Article

Guide to Risk Operations (RiskOps)

RiskOps, or Risk Operations, is just as important a field as it is misunderstood. Let’s clear things up here.

At some point, every successful company has to analyse, understand, and deal with risk. In fact, according to a report by Ropes & Gray, 69% of executives lack confidence that their risk management policies and practices are solid enough to meet future needs.

The problem is that the term risk is so general and vague that it can become meaningless. In fact, one of the biggest challenges in understanding RiskOps is that everyone’s idea of risk may be different – even within the same organization.

This is why it’s more important than ever to agree on a definition for the terms. Let’s start by explaining what we call RiskOps, or Risk Operations.

What Are RiskOps or Risk Operations?

RiskOps, short for Risk Operations, is the collection of practices, processes and tools that are designed to assist a company’s goals safely and effectively. Under a RiskOp model, traditional risk management operations are no longer siloed, regardless of where the risk appears.
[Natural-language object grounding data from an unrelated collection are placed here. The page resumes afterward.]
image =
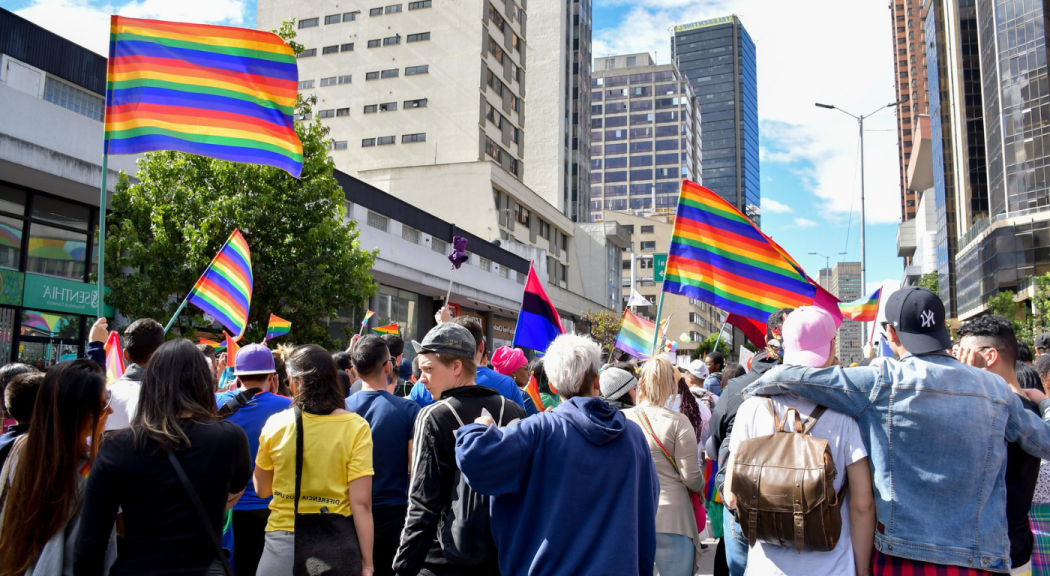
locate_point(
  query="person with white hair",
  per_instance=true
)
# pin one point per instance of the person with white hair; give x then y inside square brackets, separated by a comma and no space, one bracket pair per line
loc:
[548,517]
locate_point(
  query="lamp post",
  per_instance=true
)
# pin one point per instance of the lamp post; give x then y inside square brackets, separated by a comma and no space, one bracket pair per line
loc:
[860,124]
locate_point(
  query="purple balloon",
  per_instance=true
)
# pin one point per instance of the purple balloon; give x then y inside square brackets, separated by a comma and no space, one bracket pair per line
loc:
[459,254]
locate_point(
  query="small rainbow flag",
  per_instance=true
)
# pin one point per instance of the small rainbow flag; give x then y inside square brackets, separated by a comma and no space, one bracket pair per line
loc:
[225,289]
[277,327]
[635,335]
[864,310]
[216,91]
[114,358]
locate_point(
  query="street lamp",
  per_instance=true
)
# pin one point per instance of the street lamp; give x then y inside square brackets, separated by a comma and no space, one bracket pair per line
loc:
[860,124]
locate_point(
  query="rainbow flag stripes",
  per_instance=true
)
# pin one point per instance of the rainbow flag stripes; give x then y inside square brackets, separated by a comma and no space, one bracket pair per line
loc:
[225,289]
[718,256]
[863,310]
[277,327]
[216,91]
[635,336]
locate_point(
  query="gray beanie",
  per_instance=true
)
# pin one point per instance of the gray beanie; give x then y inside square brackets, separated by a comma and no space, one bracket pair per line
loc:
[615,382]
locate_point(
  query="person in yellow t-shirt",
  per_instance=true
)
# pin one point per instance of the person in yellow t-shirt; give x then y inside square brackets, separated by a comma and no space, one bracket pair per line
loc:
[336,462]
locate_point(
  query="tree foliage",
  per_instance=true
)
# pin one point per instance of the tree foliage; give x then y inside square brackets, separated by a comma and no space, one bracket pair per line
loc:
[307,261]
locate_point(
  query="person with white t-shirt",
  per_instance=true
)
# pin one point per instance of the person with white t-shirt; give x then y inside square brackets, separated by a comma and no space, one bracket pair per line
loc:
[809,338]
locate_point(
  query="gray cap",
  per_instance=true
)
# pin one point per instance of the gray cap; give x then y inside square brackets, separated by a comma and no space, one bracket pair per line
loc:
[447,338]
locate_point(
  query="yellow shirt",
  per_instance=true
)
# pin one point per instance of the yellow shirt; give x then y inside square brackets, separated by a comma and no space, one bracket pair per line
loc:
[337,450]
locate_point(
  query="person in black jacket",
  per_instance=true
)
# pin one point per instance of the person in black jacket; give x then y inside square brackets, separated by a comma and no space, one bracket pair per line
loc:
[446,531]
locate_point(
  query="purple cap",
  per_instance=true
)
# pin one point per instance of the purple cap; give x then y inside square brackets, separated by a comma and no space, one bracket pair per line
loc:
[254,359]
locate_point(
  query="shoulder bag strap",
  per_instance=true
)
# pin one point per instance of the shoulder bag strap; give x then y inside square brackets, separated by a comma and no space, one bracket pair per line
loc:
[201,513]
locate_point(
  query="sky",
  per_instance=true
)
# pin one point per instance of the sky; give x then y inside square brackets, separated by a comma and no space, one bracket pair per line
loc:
[830,51]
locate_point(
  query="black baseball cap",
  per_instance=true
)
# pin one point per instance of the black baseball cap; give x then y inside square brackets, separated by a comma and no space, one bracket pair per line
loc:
[918,317]
[447,338]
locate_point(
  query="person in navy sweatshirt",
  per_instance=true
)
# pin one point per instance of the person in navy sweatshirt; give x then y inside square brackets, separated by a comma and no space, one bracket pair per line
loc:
[548,516]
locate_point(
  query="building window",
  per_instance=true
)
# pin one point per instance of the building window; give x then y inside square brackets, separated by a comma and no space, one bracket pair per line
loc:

Who Deals With What Type of Risk at a Company?

Traditionally, risk management is segmented at various levels.

  • Marketing: where teams might have to battle ad fraud or affiliate fraud.
  • Reputation and branding: content managers or PR companies combat reputational risk whether it’s direct (due to actions by the company itself), or indirect (due to the actions of employees and executives).
  • Transactions and payments: any company that accepts online payments will have to fight transaction fraud and chargebacks.
  • System/disaster recovery: network security, infosec and even disaster recovery are designed to protect data misuse, theft or corruption. These processes could also fall under the umbrella of risk operations.
  • Finance: at the payout level, we have audits, inventory and compliance risk management.

The Challenges of RiskOps

But you also have to understand where risk experts are needed at a granular level. In fact, companies often fail to see that a lack of communication between risk specialists may lead to gaps in knowledge, data silos, or misaligned incentives which could cut into the company’s revenue. 

What Is the Difference Between RiskOps and Trust & Safety?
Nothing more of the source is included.